Définition
Standard téléphonique
Système qui reçoit les appels arrivant sur le numéro d'une entreprise et les distribue vers les bons postes, selon des règles et des horaires. Aujourd'hui c'est presque toujours un logiciel hébergé, plus un boîtier dans un placard.
Un standard, ce sont quatre briques. Un numéro principal. Des règles de distribution : qui sonne, dans quel ordre, pendant combien de temps. Des horaires : ce qui se passe le soir, le week-end, pendant les congés. Et souvent un serveur vocal interactif, le fameux « tapez 1 pour un devis », qui trie l'appel avant de l'envoyer quelque part.
Trois mots reviennent dans les devis. PABX : l'ancien boîtier physique installé dans les locaux. IPBX : le même, mais qui fait passer les appels par internet. Standard hébergé, ou téléphonie cloud : plus de matériel du tout, tout est chez l'opérateur, vous payez par utilisateur et par mois. Pour une entreprise de moins de dix personnes, il n'y a plus beaucoup de raisons d'acheter du matériel.
Pour un artisan seul ou une équipe de trois, un standard complet est largement surdimensionné. Le besoin réel tient en une phrase : que l'appel sonne au bon endroit et, s'il n'est pas pris, qu'il aille quelque part d'utile. Un renvoi conditionnel bien réglé fait déjà ça.
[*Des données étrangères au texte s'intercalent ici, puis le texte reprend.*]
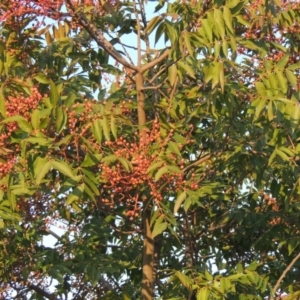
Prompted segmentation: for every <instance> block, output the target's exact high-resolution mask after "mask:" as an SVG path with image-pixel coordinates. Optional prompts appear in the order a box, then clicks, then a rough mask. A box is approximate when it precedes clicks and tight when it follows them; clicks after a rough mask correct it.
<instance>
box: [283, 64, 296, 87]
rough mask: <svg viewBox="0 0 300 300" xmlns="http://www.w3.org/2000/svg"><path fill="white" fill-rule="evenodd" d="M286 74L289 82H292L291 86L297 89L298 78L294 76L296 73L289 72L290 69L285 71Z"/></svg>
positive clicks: (285, 70) (289, 71)
mask: <svg viewBox="0 0 300 300" xmlns="http://www.w3.org/2000/svg"><path fill="white" fill-rule="evenodd" d="M285 74H286V77H287V79H288V81H289V82H290V84H291V85H292V86H293V87H294V88H297V84H298V80H297V77H296V75H295V74H294V72H292V71H291V70H289V69H286V70H285Z"/></svg>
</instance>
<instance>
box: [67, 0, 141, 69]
mask: <svg viewBox="0 0 300 300" xmlns="http://www.w3.org/2000/svg"><path fill="white" fill-rule="evenodd" d="M66 3H67V5H68V6H69V7H70V8H71V10H72V12H73V15H74V16H75V17H77V18H78V21H79V24H80V25H82V27H83V28H84V29H85V30H86V31H87V32H88V33H89V34H90V36H91V37H92V38H93V39H94V41H95V42H96V43H97V44H98V46H100V47H101V48H103V49H104V50H105V51H106V52H107V53H108V54H109V55H110V56H111V57H112V58H114V59H115V60H116V61H117V62H119V63H120V64H121V65H123V66H124V67H127V68H129V69H131V70H134V71H138V68H137V67H136V66H134V65H132V64H130V63H129V62H128V61H127V60H125V59H124V57H123V56H122V55H121V54H120V53H119V52H118V51H117V50H116V48H114V46H113V45H112V44H111V43H110V42H109V41H108V40H107V39H106V38H105V37H104V36H103V34H102V33H101V32H100V31H99V30H98V29H97V28H96V27H95V25H93V24H92V23H91V22H90V21H89V20H88V19H87V18H86V16H85V15H84V14H83V13H82V12H79V13H78V12H76V8H75V6H74V5H73V3H72V1H71V0H66Z"/></svg>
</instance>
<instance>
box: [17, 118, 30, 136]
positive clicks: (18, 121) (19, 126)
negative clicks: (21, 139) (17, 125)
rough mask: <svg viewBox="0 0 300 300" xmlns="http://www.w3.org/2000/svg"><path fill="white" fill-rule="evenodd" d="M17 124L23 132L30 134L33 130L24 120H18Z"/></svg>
mask: <svg viewBox="0 0 300 300" xmlns="http://www.w3.org/2000/svg"><path fill="white" fill-rule="evenodd" d="M17 122H18V125H19V127H20V128H21V129H22V130H23V131H25V132H28V133H30V132H31V131H32V130H33V128H32V127H31V125H30V124H29V123H28V122H27V121H26V120H22V119H21V120H18V121H17Z"/></svg>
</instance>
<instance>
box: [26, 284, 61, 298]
mask: <svg viewBox="0 0 300 300" xmlns="http://www.w3.org/2000/svg"><path fill="white" fill-rule="evenodd" d="M28 288H29V289H31V290H33V291H35V292H36V293H38V294H40V295H42V296H43V297H45V298H47V299H50V300H55V299H56V296H55V295H54V294H51V293H48V292H46V291H45V290H43V289H42V288H40V287H38V286H37V285H34V284H29V285H28Z"/></svg>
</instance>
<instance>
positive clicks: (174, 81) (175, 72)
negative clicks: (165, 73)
mask: <svg viewBox="0 0 300 300" xmlns="http://www.w3.org/2000/svg"><path fill="white" fill-rule="evenodd" d="M176 77H177V67H176V65H175V64H172V65H171V66H170V67H169V68H168V79H169V81H170V84H171V85H172V86H173V85H174V83H175V80H176Z"/></svg>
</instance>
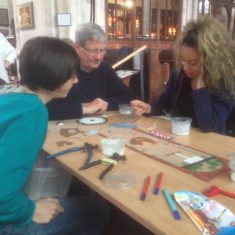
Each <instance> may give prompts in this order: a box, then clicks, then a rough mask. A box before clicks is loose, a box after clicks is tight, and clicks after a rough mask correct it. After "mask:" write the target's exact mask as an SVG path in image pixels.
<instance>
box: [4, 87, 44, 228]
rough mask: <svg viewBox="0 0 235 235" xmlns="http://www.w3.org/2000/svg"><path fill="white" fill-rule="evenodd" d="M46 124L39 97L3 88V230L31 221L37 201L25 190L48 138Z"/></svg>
mask: <svg viewBox="0 0 235 235" xmlns="http://www.w3.org/2000/svg"><path fill="white" fill-rule="evenodd" d="M47 123H48V114H47V110H46V108H45V106H44V104H43V103H42V102H41V100H40V99H39V98H38V96H36V95H34V94H29V93H8V94H1V88H0V231H1V229H2V228H3V227H4V226H5V225H7V224H14V225H19V226H22V225H25V224H28V223H30V222H31V221H32V218H33V214H34V210H35V202H34V201H32V200H29V199H28V198H27V197H26V196H25V194H24V193H23V190H22V189H23V187H24V185H25V183H26V181H27V179H28V177H29V175H30V173H31V171H32V168H33V165H34V163H35V161H36V158H37V155H38V153H39V151H40V149H41V148H42V145H43V143H44V140H45V138H46V132H47Z"/></svg>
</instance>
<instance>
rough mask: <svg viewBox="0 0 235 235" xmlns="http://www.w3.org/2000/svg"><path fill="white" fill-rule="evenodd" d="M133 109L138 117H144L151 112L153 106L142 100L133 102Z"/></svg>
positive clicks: (131, 106)
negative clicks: (144, 101)
mask: <svg viewBox="0 0 235 235" xmlns="http://www.w3.org/2000/svg"><path fill="white" fill-rule="evenodd" d="M131 107H132V108H133V110H134V112H135V114H136V115H142V114H144V113H150V112H151V106H150V105H149V104H146V103H144V102H143V101H141V100H132V101H131Z"/></svg>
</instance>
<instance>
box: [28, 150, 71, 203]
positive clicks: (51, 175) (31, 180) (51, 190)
mask: <svg viewBox="0 0 235 235" xmlns="http://www.w3.org/2000/svg"><path fill="white" fill-rule="evenodd" d="M47 155H48V154H47V153H45V152H42V153H40V156H39V159H38V161H37V163H36V165H35V166H34V168H33V171H32V174H31V176H30V178H29V180H28V182H27V183H26V185H25V187H24V192H25V194H26V195H27V197H29V198H30V199H32V200H38V199H40V198H45V197H65V196H66V195H67V192H68V189H69V186H70V183H71V180H72V175H71V174H70V173H68V172H67V171H66V170H64V169H63V168H61V167H59V166H58V164H56V162H55V161H54V160H47V159H46V156H47Z"/></svg>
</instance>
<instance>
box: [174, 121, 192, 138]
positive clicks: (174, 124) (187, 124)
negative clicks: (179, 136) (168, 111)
mask: <svg viewBox="0 0 235 235" xmlns="http://www.w3.org/2000/svg"><path fill="white" fill-rule="evenodd" d="M191 122H192V119H191V118H187V117H174V118H172V119H171V131H172V133H173V134H176V135H188V134H189V133H190V127H191Z"/></svg>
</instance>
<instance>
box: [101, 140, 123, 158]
mask: <svg viewBox="0 0 235 235" xmlns="http://www.w3.org/2000/svg"><path fill="white" fill-rule="evenodd" d="M125 144H126V141H125V140H124V139H119V138H117V139H111V138H103V139H101V148H102V153H103V154H104V155H105V156H107V157H111V156H112V155H113V154H114V153H118V154H120V155H123V154H124V151H125Z"/></svg>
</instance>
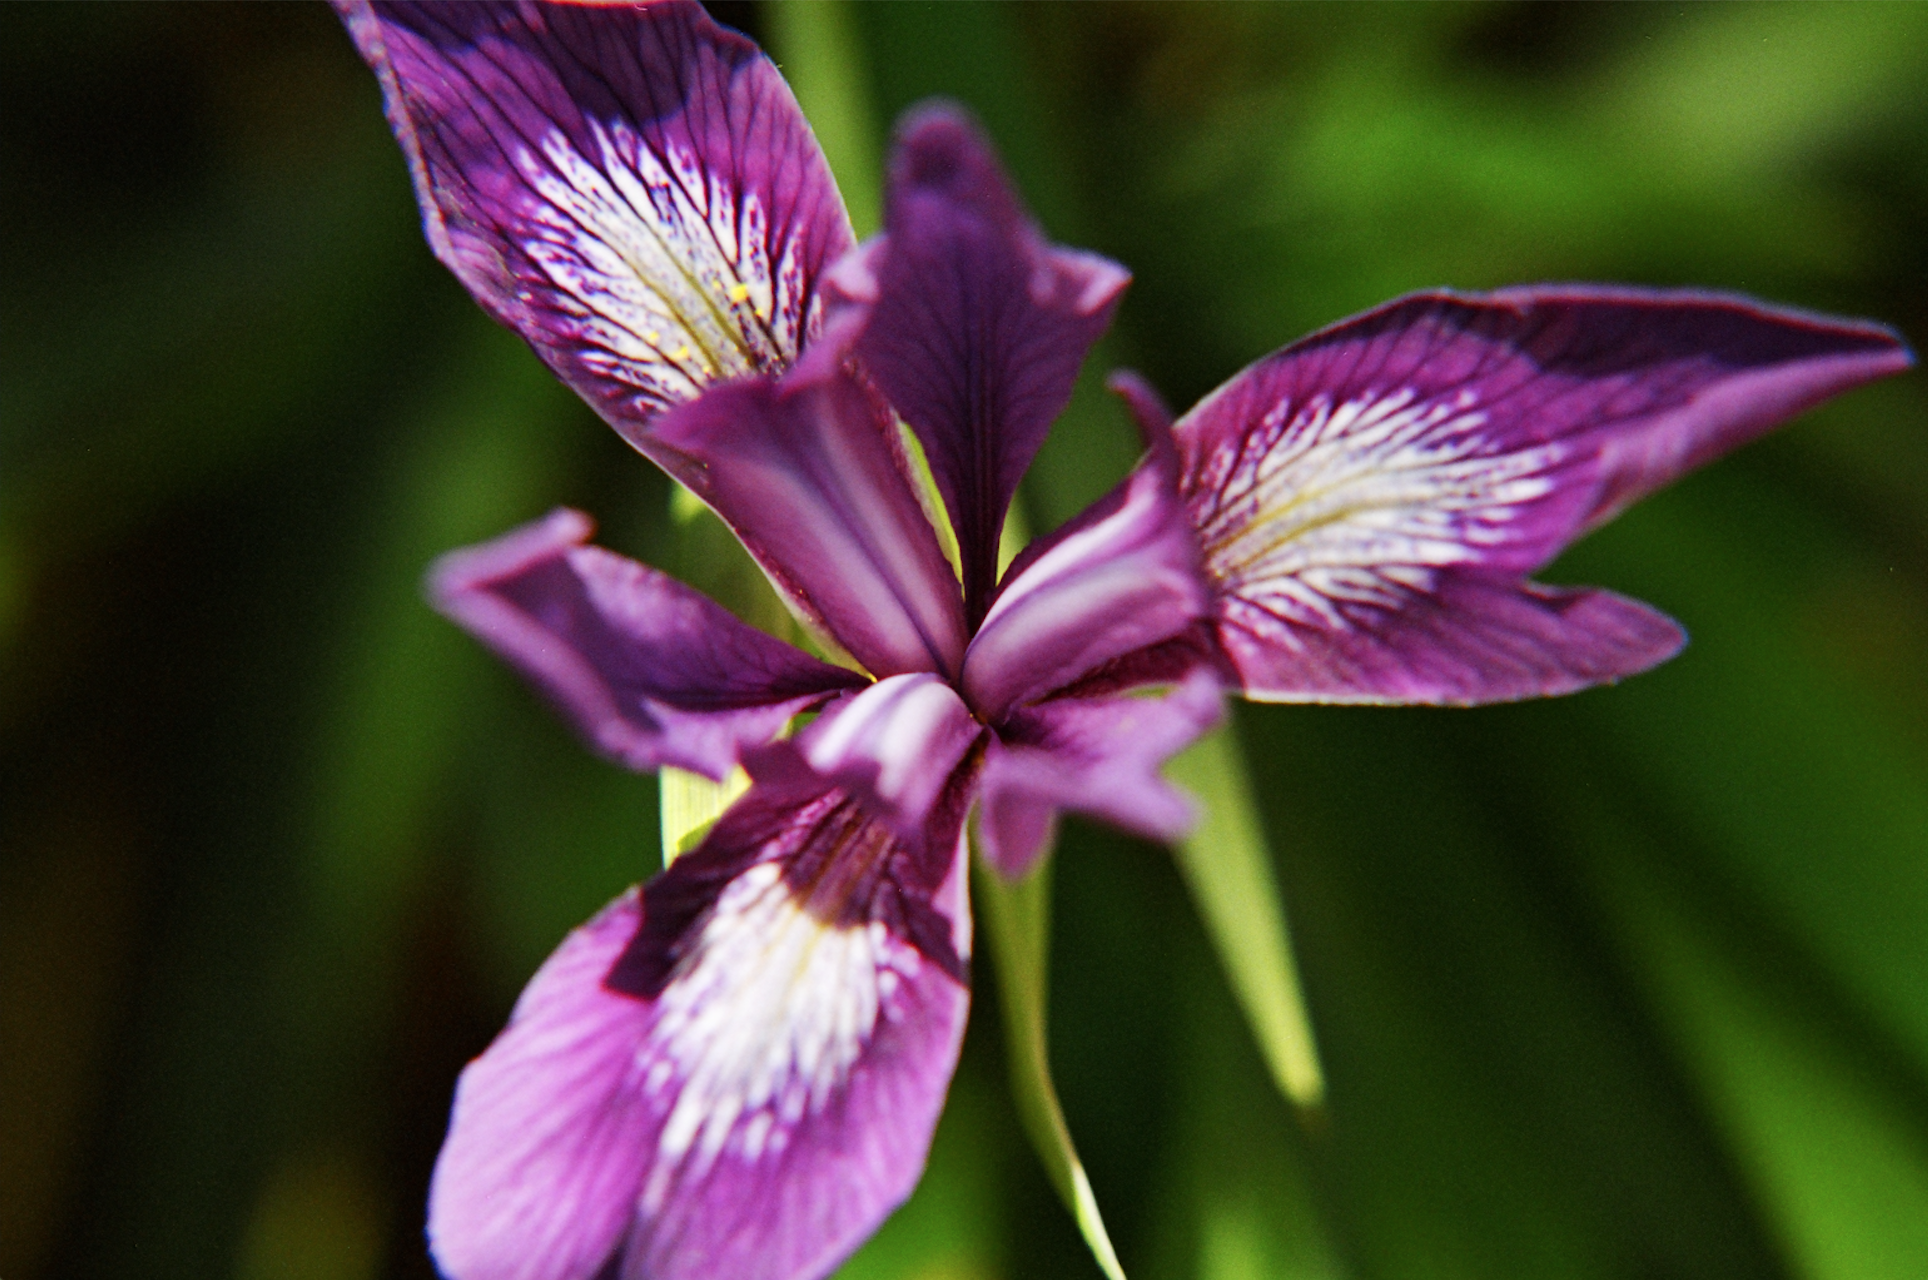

Le standard devient pertinent quand plusieurs personnes doivent se partager les appels d'un même numéro, avec un ordre de sonnerie et des plages horaires différentes.
Attention au serveur vocal. Un menu à trois niveaux sur une ligne de dépannage, c'est un client qui raccroche. Quelqu'un dont le ballon d'eau chaude vient de lâcher n'a pas envie de trier lui-même son appel. Si vous en mettez un, gardez un seul niveau, deux choix maximum, et laissez toujours une sortie vers quelqu'un qui décroche.
Le point aveugle : un standard distribue, il ne répond pas. Si personne ne décroche au bout de la chaîne, vous avez simplement fait sonner plus de téléphones. Côté contrat, deux choses à verrouiller avant de signer : la portabilité de votre numéro le jour où vous partez, et le sort du matériel s'il est loué — une location de matériel téléphonique se signe souvent sur 48 ou 60 mois, indépendamment de l'abonnement au service.